Hand-in-hand with humility goes simplicity. This is a major facet
of Jesus and His family that Father stressed heavily in his Christmas-Eve homily. He
railed about how we have let our lives grow ever more complicated – and I
remember a homily of his from last Advent where he frankly said that he'd pared
down his Christmas-Card list to a mere dozen people. Why get caught up in the
stress over getting a card out to each of your several thousand parishioners,
and hundreds of people you've known over these many years? One dozen.
He admitted early this Advent (and not for the first time) that he
was looking forward to Christmas being over – the rushing around, the
gift-hunting/buying/wrapping/giving; "Who needs it?" he said. Then there's the
traffic, the crowds, the nadir of over-consumerism thrust down our throats via
all the media, billboards, and so on. As a priest and (co-)pastor, he also has
a staggering number of added Masses to say… given especially how some Catholics
only show up at Christmas and Easter. Yet they are here, and are
welcomed from the heart. Before his Christmas-Eve Mass, he laughed, "Where
are you guys the rest of the year?"
Father does not dislike Christmas in the least. He embraces
the essence of the holiday in the meaning of its origin: time set aside to mark
the birth of our Savior, and hope for all of humanity in the world to come. But
he cannot stand the loss of this in the deification of the dollar, while an
infant King is swept aside and forgotten.
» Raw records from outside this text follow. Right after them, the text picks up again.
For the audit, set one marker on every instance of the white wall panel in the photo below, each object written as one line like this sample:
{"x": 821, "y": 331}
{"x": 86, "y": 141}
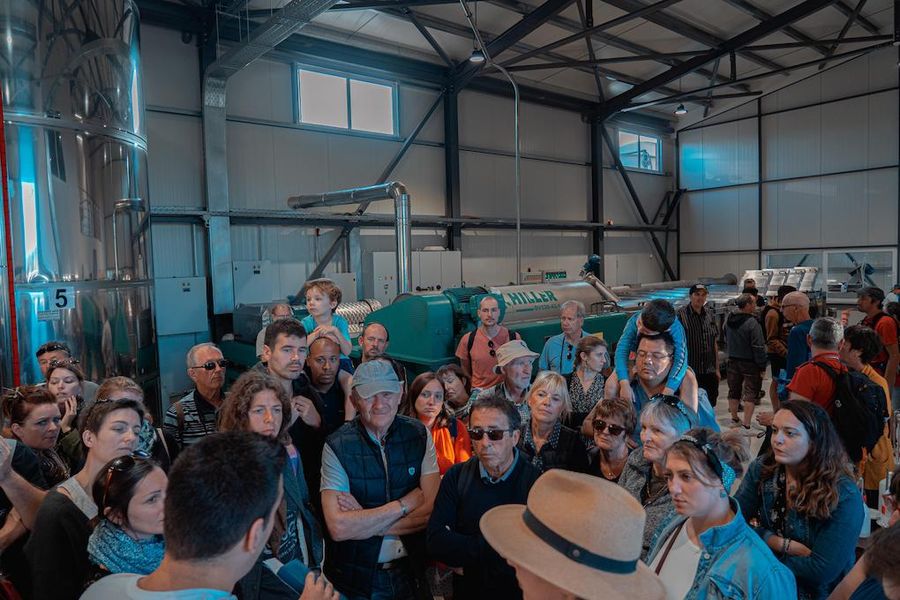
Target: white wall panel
{"x": 262, "y": 90}
{"x": 175, "y": 151}
{"x": 171, "y": 69}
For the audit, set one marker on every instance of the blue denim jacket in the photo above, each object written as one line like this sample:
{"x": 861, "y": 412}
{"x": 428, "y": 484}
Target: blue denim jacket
{"x": 832, "y": 541}
{"x": 735, "y": 564}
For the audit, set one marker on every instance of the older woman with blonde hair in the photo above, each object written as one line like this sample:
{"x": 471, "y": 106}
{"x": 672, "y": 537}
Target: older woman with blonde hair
{"x": 545, "y": 441}
{"x": 257, "y": 402}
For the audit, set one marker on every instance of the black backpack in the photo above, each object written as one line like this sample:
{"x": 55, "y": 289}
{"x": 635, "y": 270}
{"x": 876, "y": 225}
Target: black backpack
{"x": 860, "y": 409}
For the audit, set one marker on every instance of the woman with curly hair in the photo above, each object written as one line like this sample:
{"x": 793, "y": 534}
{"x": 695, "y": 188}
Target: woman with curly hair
{"x": 803, "y": 497}
{"x": 257, "y": 402}
{"x": 426, "y": 403}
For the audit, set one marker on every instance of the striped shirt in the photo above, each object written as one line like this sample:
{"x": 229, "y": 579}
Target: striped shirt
{"x": 195, "y": 419}
{"x": 701, "y": 333}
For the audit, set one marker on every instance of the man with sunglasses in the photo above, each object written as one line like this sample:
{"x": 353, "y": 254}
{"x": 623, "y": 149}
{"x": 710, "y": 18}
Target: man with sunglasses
{"x": 195, "y": 416}
{"x": 58, "y": 351}
{"x": 493, "y": 477}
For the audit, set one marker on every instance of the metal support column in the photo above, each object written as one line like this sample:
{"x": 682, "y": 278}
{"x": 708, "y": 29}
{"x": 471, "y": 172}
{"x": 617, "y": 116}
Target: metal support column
{"x": 451, "y": 166}
{"x": 596, "y": 208}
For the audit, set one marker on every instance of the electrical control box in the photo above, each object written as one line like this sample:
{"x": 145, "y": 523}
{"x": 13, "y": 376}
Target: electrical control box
{"x": 432, "y": 270}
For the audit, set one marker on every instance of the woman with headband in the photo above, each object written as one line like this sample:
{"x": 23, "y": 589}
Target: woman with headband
{"x": 663, "y": 420}
{"x": 708, "y": 550}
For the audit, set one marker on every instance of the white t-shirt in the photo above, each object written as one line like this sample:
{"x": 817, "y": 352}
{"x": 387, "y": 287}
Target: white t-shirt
{"x": 335, "y": 478}
{"x": 124, "y": 586}
{"x": 677, "y": 573}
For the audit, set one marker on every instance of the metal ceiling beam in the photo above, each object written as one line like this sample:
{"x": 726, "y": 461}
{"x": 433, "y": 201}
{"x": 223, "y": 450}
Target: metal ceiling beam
{"x": 689, "y": 31}
{"x": 863, "y": 22}
{"x": 510, "y": 37}
{"x": 592, "y": 29}
{"x": 753, "y": 34}
{"x": 762, "y": 15}
{"x": 605, "y": 38}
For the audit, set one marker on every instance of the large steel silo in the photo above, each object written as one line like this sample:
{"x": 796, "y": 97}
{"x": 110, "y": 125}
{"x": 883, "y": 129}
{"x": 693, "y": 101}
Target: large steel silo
{"x": 78, "y": 211}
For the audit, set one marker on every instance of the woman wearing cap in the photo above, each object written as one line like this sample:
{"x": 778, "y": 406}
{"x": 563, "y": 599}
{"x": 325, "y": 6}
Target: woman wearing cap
{"x": 708, "y": 550}
{"x": 613, "y": 421}
{"x": 57, "y": 548}
{"x": 545, "y": 441}
{"x": 258, "y": 403}
{"x": 426, "y": 403}
{"x": 803, "y": 496}
{"x": 663, "y": 421}
{"x": 64, "y": 381}
{"x": 585, "y": 383}
{"x": 579, "y": 552}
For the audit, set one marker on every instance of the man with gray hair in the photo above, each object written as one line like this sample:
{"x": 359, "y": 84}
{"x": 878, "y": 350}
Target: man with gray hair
{"x": 195, "y": 416}
{"x": 811, "y": 381}
{"x": 560, "y": 351}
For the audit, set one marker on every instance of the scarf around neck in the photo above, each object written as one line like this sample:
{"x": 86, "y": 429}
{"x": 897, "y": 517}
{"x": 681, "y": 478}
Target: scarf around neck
{"x": 110, "y": 547}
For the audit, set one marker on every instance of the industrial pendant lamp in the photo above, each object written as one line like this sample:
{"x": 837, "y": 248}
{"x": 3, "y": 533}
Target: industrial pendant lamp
{"x": 477, "y": 55}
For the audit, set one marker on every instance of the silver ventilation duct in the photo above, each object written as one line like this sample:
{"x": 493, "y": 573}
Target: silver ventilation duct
{"x": 76, "y": 151}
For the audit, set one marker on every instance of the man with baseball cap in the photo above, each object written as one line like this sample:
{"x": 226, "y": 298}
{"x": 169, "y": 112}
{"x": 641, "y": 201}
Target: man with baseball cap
{"x": 701, "y": 333}
{"x": 515, "y": 363}
{"x": 869, "y": 301}
{"x": 579, "y": 552}
{"x": 379, "y": 481}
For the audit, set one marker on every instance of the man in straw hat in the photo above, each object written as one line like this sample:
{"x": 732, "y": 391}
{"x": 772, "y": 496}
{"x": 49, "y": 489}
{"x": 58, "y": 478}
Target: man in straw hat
{"x": 579, "y": 552}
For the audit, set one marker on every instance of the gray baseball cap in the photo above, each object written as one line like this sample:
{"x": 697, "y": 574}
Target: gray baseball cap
{"x": 375, "y": 376}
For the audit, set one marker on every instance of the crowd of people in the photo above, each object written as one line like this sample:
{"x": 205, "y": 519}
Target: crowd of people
{"x": 317, "y": 476}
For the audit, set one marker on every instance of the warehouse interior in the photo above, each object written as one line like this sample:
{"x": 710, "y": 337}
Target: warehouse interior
{"x": 787, "y": 154}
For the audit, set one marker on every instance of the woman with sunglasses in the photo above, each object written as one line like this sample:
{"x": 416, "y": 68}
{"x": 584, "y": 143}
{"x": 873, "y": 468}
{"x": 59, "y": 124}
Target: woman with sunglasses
{"x": 585, "y": 383}
{"x": 129, "y": 493}
{"x": 614, "y": 420}
{"x": 34, "y": 420}
{"x": 426, "y": 403}
{"x": 65, "y": 381}
{"x": 258, "y": 403}
{"x": 663, "y": 421}
{"x": 708, "y": 550}
{"x": 804, "y": 499}
{"x": 546, "y": 442}
{"x": 57, "y": 547}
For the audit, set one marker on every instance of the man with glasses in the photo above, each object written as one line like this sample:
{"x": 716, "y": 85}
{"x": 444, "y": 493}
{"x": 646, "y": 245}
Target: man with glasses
{"x": 195, "y": 416}
{"x": 477, "y": 350}
{"x": 495, "y": 476}
{"x": 379, "y": 480}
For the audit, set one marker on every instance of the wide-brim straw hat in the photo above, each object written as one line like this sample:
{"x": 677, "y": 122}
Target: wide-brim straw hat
{"x": 581, "y": 533}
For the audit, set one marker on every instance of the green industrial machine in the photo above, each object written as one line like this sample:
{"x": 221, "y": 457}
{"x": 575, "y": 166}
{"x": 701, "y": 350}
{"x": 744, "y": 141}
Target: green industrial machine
{"x": 425, "y": 328}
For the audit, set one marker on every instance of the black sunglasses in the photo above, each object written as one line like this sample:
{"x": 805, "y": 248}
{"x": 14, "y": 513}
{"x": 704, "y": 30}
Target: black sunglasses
{"x": 600, "y": 425}
{"x": 495, "y": 435}
{"x": 211, "y": 364}
{"x": 119, "y": 465}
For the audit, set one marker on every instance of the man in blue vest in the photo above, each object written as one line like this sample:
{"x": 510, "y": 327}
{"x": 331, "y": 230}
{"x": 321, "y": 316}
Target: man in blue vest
{"x": 379, "y": 481}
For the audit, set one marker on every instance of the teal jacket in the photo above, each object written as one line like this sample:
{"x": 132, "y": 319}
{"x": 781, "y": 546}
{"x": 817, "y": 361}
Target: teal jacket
{"x": 735, "y": 563}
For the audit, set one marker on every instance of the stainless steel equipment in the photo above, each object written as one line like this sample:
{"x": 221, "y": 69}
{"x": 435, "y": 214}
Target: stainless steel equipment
{"x": 77, "y": 173}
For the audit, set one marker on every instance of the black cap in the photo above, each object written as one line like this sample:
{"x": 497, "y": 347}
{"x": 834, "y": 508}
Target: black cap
{"x": 876, "y": 294}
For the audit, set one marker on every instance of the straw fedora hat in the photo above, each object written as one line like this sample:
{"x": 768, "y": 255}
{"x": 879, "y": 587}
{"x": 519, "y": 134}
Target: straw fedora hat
{"x": 581, "y": 533}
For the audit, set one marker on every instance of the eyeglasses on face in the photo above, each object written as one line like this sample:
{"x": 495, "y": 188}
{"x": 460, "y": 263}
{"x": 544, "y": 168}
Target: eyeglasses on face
{"x": 600, "y": 425}
{"x": 212, "y": 364}
{"x": 652, "y": 355}
{"x": 123, "y": 463}
{"x": 495, "y": 435}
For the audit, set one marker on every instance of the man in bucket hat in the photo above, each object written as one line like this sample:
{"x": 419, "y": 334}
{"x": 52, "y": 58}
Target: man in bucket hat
{"x": 579, "y": 552}
{"x": 379, "y": 480}
{"x": 515, "y": 363}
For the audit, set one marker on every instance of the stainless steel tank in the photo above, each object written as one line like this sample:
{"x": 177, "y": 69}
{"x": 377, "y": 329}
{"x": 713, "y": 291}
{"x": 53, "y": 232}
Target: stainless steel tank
{"x": 78, "y": 209}
{"x": 542, "y": 301}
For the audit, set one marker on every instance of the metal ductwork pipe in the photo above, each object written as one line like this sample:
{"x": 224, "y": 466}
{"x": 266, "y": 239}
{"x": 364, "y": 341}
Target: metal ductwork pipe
{"x": 76, "y": 145}
{"x": 393, "y": 190}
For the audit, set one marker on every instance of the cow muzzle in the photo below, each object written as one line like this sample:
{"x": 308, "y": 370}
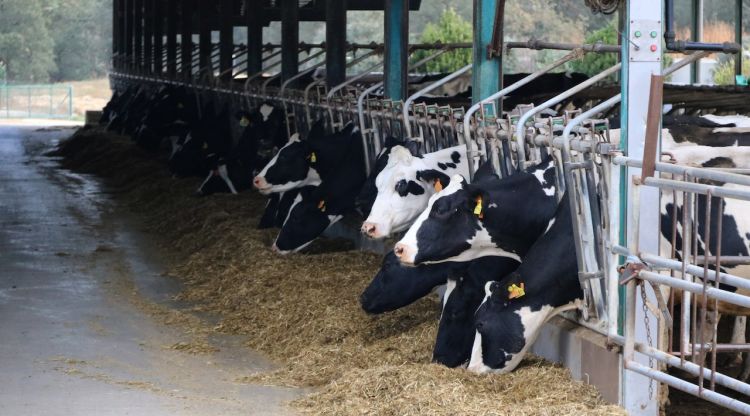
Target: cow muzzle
{"x": 405, "y": 254}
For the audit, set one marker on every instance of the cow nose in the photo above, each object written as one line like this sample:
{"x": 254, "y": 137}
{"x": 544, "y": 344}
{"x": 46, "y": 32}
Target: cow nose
{"x": 369, "y": 229}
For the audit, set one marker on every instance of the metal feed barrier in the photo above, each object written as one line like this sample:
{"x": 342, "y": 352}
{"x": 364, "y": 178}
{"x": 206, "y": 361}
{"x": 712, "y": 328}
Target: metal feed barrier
{"x": 590, "y": 166}
{"x": 36, "y": 101}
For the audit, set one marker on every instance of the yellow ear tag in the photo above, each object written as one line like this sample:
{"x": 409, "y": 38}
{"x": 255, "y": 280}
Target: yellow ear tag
{"x": 438, "y": 185}
{"x": 515, "y": 291}
{"x": 478, "y": 208}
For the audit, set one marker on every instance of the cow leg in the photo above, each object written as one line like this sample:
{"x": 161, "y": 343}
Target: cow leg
{"x": 738, "y": 337}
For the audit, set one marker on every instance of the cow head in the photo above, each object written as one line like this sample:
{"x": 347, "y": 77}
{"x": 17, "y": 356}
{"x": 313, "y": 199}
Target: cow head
{"x": 505, "y": 327}
{"x": 465, "y": 292}
{"x": 308, "y": 217}
{"x": 492, "y": 217}
{"x": 396, "y": 285}
{"x": 289, "y": 169}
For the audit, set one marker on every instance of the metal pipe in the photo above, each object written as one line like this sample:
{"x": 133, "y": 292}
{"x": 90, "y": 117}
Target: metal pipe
{"x": 521, "y": 132}
{"x": 427, "y": 89}
{"x": 675, "y": 382}
{"x": 714, "y": 293}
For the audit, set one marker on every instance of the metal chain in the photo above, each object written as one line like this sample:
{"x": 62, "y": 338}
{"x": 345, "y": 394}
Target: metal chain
{"x": 646, "y": 322}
In his homily, Father explained how so often he's seen folks
walking down the sidewalk with a – and here he mimed having a cell phone up
against his ear while loping along. Having used the restrained word
"dang" twice already in berating our consumerist, demand-heavy culture,
he pulled off his glove entirely: "Nobody is that damned
important that they can't hang up the phone!" he barked.
We jam cell phones to our faces, buds into our ears, gape with
frog-eyes at the screen glaring back at us. We shut out not just the greater
world beyond, nor our loved ones – but the very silence. And it is in silence
that God speaks loudest. No matter how loudly He yells for our hearts, how
firmly our angel and our conscience speak up for our attention… we'll never
hear it so long as we're loading ever more garbage into our sense-organs.
Hear, hear!
Simplify! This is a message I try to heed, yet find myself ever
more deeply buried in my stamp-collection, computer backlogs, music files, my
papers, Dad's papers and estate items, on and on and on…
Thus every so often, I give away, and it feels great. Goodwill
regularly gets the clothing and leftover computers (once I've reconditioned
them), and last year I was sending off packets of my stamps to a couple artists
who were using them in their works. And before I go to the seminary, I have in
mind someone who'll be getting the lion's share of my books (~500+ paperbacks,
~300 hardbounds)… and he hardly has the time or the room for them himself. I'm
looking forward to a couple robes in my closet, a pair of sandals, a rosary and
Jerusalem Bible… and not much more else. What more do you need?
The more you own, the more it owns you. There's loads more I can
jettison.
And I've seen a young female relative of mine in front of the TV,
working on her laptop with a schoolbook beside her, an earbud in one ear, and
at the other ear her cell phone – which she brought down to eye level so she
could text a friend on the other line. I am not kidding.
My sister Alicia – she of the lovely new baby – is aiming to go
more minimalist herself. Years back, she brought me up short in mid-lecture by
saying, "Is this really necessary?" This same mantra is a great
touchstone all through our lives.
My TV is almost twenty years old, and lately has stopped showing a
picture; I may replace it eventually. But the only thing I would really miss
watching is EWTN, and possibly (guilty blush) "The Simpsons", and
maybe bit of the evening news. But, please! EWTN I can stream over my computer,
and "The Simpsons" I could live without… and the news is hardly great
company. So I’m in no hurry.
Let it go, people; it's not necessary. Be still, and silent, and
know that He is speaking to you… it's why He was born.